Depois, havia o aluno do Grupo Escolar Cônego Azevedo, que era punido pela professora que vá lá saber o porquê odiava o "W" e o "V", se amarrando num "U":
- Ualter, vem ajoelhar no milho.
Finalmente, havia o ‘Choro', que levava porrada coletiva da molecada do bairro:
- Sabacu nele!.
As pessoas eram três, bem distintas, mas a natureza delas era uma só: saco de pancadas. Valter chorava em casa, Ualter gemia na escola, e o ‘Choro' soluçava na rua, de onde, aliás, ganhou o apelido apropriado, porque chorava de manhã, de tarde, de noite, de madrugada. Minto, ele não chorava, ele era a própria encarnação do choro. De seus olhos, inchados de tanto pranto, jorrava uma pororoca de lágrimas. Era o Choro em figura de gente.
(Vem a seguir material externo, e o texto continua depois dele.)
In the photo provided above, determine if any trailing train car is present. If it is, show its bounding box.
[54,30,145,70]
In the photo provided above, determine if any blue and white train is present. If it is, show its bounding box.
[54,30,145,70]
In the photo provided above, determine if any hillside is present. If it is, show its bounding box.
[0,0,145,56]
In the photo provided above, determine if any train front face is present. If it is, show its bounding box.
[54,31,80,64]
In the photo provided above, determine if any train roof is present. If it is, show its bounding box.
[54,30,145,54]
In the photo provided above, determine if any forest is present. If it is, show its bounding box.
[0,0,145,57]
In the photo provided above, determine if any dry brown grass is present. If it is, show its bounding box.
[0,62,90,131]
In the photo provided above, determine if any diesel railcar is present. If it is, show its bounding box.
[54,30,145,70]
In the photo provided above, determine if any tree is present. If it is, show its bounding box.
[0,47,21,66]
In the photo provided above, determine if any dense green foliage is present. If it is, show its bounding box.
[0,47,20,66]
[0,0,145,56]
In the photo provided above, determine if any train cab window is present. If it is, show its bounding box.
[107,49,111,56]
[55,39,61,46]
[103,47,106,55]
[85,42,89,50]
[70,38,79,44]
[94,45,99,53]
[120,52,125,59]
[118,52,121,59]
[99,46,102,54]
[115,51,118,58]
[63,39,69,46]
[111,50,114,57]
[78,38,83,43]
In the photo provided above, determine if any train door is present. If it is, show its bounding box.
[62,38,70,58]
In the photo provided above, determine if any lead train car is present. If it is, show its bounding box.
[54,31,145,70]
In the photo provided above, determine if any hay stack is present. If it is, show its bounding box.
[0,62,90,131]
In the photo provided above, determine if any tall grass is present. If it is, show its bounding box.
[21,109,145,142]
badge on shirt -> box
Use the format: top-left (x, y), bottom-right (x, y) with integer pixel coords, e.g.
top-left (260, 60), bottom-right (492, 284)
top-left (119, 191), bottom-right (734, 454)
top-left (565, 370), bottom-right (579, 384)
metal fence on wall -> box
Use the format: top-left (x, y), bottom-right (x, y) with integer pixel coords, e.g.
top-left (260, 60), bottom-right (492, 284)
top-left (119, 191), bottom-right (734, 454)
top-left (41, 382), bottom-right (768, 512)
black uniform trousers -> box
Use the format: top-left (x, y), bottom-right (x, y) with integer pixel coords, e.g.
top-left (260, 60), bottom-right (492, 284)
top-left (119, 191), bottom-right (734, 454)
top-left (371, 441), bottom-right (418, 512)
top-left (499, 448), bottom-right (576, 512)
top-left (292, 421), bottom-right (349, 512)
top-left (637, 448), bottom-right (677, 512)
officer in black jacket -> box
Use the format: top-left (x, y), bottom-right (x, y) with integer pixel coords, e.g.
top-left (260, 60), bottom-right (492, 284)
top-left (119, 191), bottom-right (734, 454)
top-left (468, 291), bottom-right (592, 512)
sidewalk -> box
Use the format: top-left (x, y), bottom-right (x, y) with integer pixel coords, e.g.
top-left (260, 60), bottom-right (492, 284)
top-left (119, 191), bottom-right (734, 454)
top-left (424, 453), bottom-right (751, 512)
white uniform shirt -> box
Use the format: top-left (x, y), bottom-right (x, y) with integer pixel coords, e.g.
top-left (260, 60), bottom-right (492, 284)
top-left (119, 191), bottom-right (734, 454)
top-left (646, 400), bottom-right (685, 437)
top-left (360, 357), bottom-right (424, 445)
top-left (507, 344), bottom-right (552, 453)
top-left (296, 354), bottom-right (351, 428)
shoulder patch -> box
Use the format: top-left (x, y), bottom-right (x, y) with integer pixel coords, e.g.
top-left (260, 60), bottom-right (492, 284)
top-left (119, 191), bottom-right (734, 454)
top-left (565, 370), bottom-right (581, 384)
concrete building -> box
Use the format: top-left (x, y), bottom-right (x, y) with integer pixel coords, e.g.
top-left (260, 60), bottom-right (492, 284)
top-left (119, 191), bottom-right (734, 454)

Ninguém sabe – exceto o escritor Hemingway - por quem os sinos dobram, mas a gente sabia porque o ‘Choro' chorava. Sua mãe, dona Adrozila, o esbofeteava com a mesma freqüência e a mesma naturalidade com que bebia um copo d' água. Mas não se limitava à pancadaria tradicional. Diariamente aplicava surras descomunais no filho indefeso, inventando novas formas de espancá-lo e torturá-lo. Usava diferentes instrumentos para bater: palmatória, cinturão, pedaço de pau, chicote, fio elétrico, ferro de engomar. Um dia, amassou uma panela na cabeça do desgraçado, porque ele mijou na rede.
Sol de América
O seu Tracajá, vizinho do outro lado, foi cimentar o tanque no fundo do quintal, e esqueceu em cima do muro uma carteira de cigarros Astória, aquela toda amarelinha. O ‘Choro' decidiu experimentar umas tragadas. Dona Adrozila deu o flagrante e esfregou pimenta malagueta na boca da criança, cujos lábios incharam. Ficou beiçudo. Além da pimenta, foi queimado muitas vezes com ovo quente cozido:
- Pra aprender a não falar nome feio - ela dizia em sua cruzada contra o palavrão . Se fosse hoje, o procurador Públio Caio metia Adrozila na cadeia. Cada vez que era covardemente martirizado e açoitado, o ‘Choro' berrava como um cabrito que estava sendo degolado e esquartejado. O corpo dele, marcado por cicatrizes, exibia as marcas da violência. Era crucificado e descia aos infernos várias vezes por dia. O beco todo se comovia, ouvindo seus lamentos:
- Ai, mãeginha, eu não faxo mais, mãeginha.
A bruxa Adrozila batia ainda mais forte, exigindo:
- Engole o choro. Engole o choro.
O ‘Choro', moído de porrada, acabou sendo engolido pela crueldade sádica da mãe. Tornou-se um menino amedrontado. Sua cara era a imagem da dor, do sofrimento, da melancolia, como ‘O Grito ' de Munch, com aquela boca aberta em forma oval, as duas mãos tapando os ouvidos, a cabeça de quem fez quimioterapia e a expressão de horror nos olhos. Não dá pra perdoar a fipilhapó daputapá da dona Adrozila. Eis ai aonde eu queria chegar. Não dá também para perdoar a Sol, personagem da novela ‘América', por uma razão aparentemente boba: ela é ligeiramente estrábica, como dona Adrosila, que torturava o ‘Choro'. Deu pra entender ?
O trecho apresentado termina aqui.